The report published yesterday makes 15 recommendations in relation to improvements which must be made at Ennis hospital.

It says the hospital's infection prevention and control committee, which has now been re-established, must meet regularly; the hospital should designate a senior executive with responsibility for infection control; dedicated sessions involving a consultant microbiologist should be identified for the hospital; and a planned programme of upgrading hand-washing facilities should proceed as a matter of urgency.

Furthermore, it says the executive management team of the hospital must regularly receive information about incidence and trends in healthcare-associated infections in the hospital and this team must ensure there is rapid identification and notification of outbreaks.

In addition, it says there should be an intensive programme of hand hygiene education and training for all staff followed by audits to vet compliance, while the hospital "needs to ensure effective isolation for those patients who pose a potential or actual high risk of infection to others".

The report also says that death certificates should record details of hospital-acquired infections where appropriate.

The investigation found that in four cases of patients who died at Ennis hospital last year, Clostridium difficilewas not mentioned on their death notification forms, although it had been noted in their medical notes as contributing to death.

The review states awareness sessions are required to ensure all managers are aware of "the serious and significant impact" of healthcare-associated infections, including Clostridium difficile.

Outbreaks of the bug in Britain have resulted in staff being fired and police investigations being instituted.

The review of the Ennis outbreak was conducted by Dr Mary Hynes and Dr Kevin Kelleher, both assistant national directors with the HSE.
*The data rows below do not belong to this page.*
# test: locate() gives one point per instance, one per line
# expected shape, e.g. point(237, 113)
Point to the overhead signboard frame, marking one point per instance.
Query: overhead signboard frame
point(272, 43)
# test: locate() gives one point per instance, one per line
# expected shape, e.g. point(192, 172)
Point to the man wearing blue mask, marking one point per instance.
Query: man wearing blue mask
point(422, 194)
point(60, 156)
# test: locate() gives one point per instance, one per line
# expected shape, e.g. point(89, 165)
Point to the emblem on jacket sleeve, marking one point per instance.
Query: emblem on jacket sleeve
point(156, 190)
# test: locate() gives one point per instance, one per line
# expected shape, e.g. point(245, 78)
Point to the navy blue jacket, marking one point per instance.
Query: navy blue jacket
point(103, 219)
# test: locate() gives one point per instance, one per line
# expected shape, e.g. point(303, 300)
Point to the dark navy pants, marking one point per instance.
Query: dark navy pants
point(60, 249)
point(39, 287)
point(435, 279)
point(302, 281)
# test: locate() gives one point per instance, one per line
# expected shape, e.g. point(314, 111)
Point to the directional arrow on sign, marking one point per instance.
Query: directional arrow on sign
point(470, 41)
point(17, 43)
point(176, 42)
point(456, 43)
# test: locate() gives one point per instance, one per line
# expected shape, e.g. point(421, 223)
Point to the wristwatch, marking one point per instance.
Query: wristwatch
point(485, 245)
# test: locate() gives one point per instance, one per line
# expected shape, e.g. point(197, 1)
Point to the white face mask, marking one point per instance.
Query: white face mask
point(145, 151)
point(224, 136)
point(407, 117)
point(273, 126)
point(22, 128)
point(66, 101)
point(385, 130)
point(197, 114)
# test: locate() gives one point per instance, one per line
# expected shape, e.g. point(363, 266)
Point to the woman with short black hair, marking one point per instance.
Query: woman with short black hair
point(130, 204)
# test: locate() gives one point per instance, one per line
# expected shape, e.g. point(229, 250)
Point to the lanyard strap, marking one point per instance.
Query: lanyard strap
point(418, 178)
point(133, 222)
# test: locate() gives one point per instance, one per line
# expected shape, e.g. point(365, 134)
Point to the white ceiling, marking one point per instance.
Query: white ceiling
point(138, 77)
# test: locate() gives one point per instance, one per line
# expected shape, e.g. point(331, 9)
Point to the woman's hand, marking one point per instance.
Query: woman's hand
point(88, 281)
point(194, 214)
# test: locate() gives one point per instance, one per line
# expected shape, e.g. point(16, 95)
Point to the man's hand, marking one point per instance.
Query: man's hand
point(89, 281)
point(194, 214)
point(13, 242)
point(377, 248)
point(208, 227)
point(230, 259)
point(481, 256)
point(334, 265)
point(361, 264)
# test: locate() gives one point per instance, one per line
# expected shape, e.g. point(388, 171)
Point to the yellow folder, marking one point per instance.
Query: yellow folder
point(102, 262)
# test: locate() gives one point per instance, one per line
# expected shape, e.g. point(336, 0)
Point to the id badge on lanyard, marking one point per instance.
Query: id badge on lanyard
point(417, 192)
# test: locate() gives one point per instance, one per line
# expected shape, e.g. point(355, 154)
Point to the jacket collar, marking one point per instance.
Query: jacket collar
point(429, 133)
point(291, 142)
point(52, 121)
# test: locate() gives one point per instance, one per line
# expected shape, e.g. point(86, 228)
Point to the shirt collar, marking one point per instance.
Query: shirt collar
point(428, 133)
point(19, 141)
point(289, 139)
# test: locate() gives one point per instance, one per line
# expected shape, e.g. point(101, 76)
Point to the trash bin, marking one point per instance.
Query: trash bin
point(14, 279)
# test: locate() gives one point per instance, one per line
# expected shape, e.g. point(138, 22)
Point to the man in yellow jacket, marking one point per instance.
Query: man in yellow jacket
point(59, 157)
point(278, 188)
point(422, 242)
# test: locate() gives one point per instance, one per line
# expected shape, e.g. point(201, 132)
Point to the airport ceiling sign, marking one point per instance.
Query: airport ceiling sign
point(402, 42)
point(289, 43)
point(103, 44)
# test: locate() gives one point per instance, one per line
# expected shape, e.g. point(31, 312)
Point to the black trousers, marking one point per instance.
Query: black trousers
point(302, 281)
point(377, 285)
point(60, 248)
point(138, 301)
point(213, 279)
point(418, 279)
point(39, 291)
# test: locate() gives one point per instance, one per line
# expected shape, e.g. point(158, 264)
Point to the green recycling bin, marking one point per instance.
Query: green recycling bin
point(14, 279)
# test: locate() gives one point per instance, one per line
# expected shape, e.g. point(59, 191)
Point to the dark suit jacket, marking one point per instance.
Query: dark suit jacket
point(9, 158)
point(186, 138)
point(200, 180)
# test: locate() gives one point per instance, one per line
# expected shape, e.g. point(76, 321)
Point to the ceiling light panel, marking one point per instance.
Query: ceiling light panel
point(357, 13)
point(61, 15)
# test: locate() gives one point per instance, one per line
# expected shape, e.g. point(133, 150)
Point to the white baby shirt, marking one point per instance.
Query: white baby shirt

The HSE said last night it had already begun to implement the report's recommendations.

It said a consultant with a special interest in microbiology had begun two sessions a week at Ennis hospital and hand hygiene sessions for staff were running weekly.

It also said planning permission has been received for the hospital development project.

"The HSE will ensure that learning from this specific incident is applied nationally and on that basis will be holding a briefing session with hospital and other appropriate healthcare managers in coming weeks," it said.